Matthew Weiner’s Are You Here amounts to less than the sum of its parts
Mad Men creator Matthew Weiner’s thematically ambitious comic drama Are You Here is shot, cut like a quality cable series, and plotted like an adaptation of a Boomer writer’s lesser novel. It’s easy to recognize its literary or televisual potential—how the narrative’s well-rounded characters, subplots, and motifs could develop over 500 pages or a 13-episode season. As a film, though, it amounts to less than the sum of its parts. It’s not that Weiner’s narrative—in which the struggle over a small-town inheritance provides multiple angles on the writer’s pet theme, the search for happiness—couldn’t fit into a movie. It’s that only a director of the first order could make its non-stop tonal shifts and perversely un-cinematic subject matter work.
It goes without saying that Weiner isn’t one of those directors. (For what it’s worth, the ideal candidate would seem to be the late Robert Altman.) He is, at best, a perfunctory master-medium-reverse stylist, and his work here with longtime Mad Men cinematographer Chris Manley mostly amounts to making sure the movie’s locations—fast-casual restaurants, offices, generic houses and apartments—are as evenly lit and unspectacular as possible. With the exception of the final two shots, which provide the narrative with an arbitrary ambiguous endpoint, the filmmaker never uses the camera to create drama.

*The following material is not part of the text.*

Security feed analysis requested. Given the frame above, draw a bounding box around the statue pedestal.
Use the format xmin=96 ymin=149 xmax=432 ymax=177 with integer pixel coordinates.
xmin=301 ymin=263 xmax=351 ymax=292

To Weiner’s credit, though, he’s much better when it comes to sculpting performances. For all of its de-centered wonkiness, Are You Here boasts some fine, complicated dramatic work from actors largely associated with comedy: Owen Wilson as perma-stoned Annapolis weatherman Steve Dallas; Zach Galifianakis as his severely bipolar buddy Ben Baker, who unexpectedly inherits his father’s business, estate, and North Carolina farmhouse and tries to turn it into a utopian commune; Amy Poehler as Ben’s sister, Terri, whose attempts to wrestle the inheritance away from her brother provide the movie with most of its meandering, anticlimactic drama.
Weiner doesn’t necessarily write intriguing characters (one could argue that Don Draper’s backstory is Mad Men’s major weakness), but he excels at fleshing them out and having them voice ideas and express dissatisfactions that feel authentically in-character but also fit snugly within a larger, overarching theme. Are You Here is trying to be a wide-ranging, complex exploration of a fairly simple idea—that people’s lives are defined by how they reach for an impossible happiness, and by the compromises they end up making to feel satisfied. It’s possible to imagine the bigger picture; it’s just not on-screen.